Ifor Duncan Noor Abed

As part of the first iteration of our ‘school of water’, we invite you to join us for a series of events navigating rivers, dams and other in-land waterscapes as sites where both the politics and poetics of mobility, memory, sound, and landscape’s trans/formation come to play.

This evening includes a lecture by artist, writer, and inter-disciplinary researcher Ifor Duncan on the politics of culturally contested water ecosystems beginning at 5.00 pm, followed by a screening and conversation with performance, film, and media artist Noor Abed on the emancipatory power of ‘folklore’ beginning at 6.30 pm. This event will finish at 8.00pm.
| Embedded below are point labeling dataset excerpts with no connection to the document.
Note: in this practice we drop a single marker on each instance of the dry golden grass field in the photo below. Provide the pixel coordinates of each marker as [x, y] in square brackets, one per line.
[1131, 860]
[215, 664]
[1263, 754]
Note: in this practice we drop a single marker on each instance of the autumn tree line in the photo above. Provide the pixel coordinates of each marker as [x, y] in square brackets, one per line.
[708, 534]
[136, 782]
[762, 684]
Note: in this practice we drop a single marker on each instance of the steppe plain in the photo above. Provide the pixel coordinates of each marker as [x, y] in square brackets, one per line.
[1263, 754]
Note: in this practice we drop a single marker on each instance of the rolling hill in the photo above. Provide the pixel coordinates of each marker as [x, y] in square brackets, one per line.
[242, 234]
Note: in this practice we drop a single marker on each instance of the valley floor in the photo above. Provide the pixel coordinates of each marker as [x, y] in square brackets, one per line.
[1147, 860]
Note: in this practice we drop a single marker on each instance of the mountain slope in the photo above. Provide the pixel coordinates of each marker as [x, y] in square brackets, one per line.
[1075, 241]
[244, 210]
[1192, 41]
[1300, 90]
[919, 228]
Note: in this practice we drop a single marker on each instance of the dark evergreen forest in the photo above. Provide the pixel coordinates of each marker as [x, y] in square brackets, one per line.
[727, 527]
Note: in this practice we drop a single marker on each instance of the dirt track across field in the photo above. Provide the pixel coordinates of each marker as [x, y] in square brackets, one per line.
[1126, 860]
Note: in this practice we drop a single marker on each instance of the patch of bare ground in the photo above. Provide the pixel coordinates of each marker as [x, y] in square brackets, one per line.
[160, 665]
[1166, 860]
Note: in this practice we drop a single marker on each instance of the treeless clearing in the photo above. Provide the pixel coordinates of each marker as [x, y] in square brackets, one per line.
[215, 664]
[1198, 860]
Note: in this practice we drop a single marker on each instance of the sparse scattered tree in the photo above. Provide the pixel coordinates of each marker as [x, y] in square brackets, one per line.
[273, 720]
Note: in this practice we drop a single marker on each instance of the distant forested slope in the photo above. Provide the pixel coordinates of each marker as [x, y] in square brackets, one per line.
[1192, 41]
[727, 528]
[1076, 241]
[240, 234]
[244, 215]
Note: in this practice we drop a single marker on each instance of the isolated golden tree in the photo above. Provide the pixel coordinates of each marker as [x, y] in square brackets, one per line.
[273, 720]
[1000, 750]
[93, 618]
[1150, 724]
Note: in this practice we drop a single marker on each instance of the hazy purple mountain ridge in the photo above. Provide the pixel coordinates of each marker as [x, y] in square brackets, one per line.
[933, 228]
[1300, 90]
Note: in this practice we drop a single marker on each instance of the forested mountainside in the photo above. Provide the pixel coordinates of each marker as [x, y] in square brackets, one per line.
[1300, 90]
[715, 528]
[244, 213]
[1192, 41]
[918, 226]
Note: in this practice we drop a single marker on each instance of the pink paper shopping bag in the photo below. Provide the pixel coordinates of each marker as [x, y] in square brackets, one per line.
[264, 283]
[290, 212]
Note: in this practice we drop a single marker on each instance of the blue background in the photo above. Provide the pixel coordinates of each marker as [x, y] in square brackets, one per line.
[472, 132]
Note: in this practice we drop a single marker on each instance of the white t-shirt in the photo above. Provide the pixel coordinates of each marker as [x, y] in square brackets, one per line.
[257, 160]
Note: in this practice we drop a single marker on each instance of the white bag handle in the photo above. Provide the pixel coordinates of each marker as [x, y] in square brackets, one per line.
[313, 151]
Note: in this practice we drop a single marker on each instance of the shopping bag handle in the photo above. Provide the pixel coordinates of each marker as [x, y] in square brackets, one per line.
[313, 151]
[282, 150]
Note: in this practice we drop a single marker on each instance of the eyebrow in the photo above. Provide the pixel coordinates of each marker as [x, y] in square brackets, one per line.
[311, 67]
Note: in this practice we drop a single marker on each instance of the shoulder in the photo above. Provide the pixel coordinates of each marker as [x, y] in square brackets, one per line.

This event is part of the Confluence project.

5.00pm | Hydrology of the Powerless (Weaponising a River) | with Ifor Duncan

Framed by the concept Hydrology of the Powerless, whereby watery ecosystems are physically and culturally contested by both extractive and violent actors and by those resisting and practicing alternative ways of living with water, this collaborative media lecture (with Dr Stefanos Levidis) focuses on the case of the Evros, Meriç, Martisa river – “land” border between Greece, Turkey and Bulgaria – and its production as a border technology. From its main course to its delta, this fluvial frontier is weighted with the crossings of asylum seekers and systematic pushbacks. The river-border technology incorporates the entire hydrology of the river ecosystem, from the deadly velocities of the central course, through its muds, fogs, and flood defence walls that mark the military buffer zone that surrounds it (Zoni Asfaleias Prokalypsis (ZAP). State impunity is in part produced by the ZAP’s enfolding of the excess of floodwaters into the excesses of sovereign territorial power.

6.30pm | our songs were ready for all the wars to come | with Noor Abed

Choreographed scenes based on documented folktales from Palestine, our songs were ready for all the wars to come (Noor Abed, 2021, super 8mm film, 20’) aims to create a new aesthetic form to re-awaken latent stories based around water wells and their connection to communal rituals around notions of disappearance, mourning, and death. our songs were ready for all the wars to come explores the critical stance of ‘folklore’ as a source of knowledge, and it’s possible connection to alternative social and representational models in Palestine. How can ‘folklore’ become a common emancipatory tool for people to overturn dominant discourses, reclaim their history and land, and rewrite reality as they know it?

Captured through mediums of film and sound, situated stories are archived and represented, creating a context that explores the capacity of social formation, and the possibility of recalling a memory that is capable of decentralizing images of fixity; a memory that is liberated from monuments.

Registration or pre-booking is not required for this event, simply open CCA Annex at 5.00pm (UK time) on your browser, however please feel free to register for event reminders.

Questions will be invited from the audience who can participate over CCA Annex. This event will be live-captioned and recorded.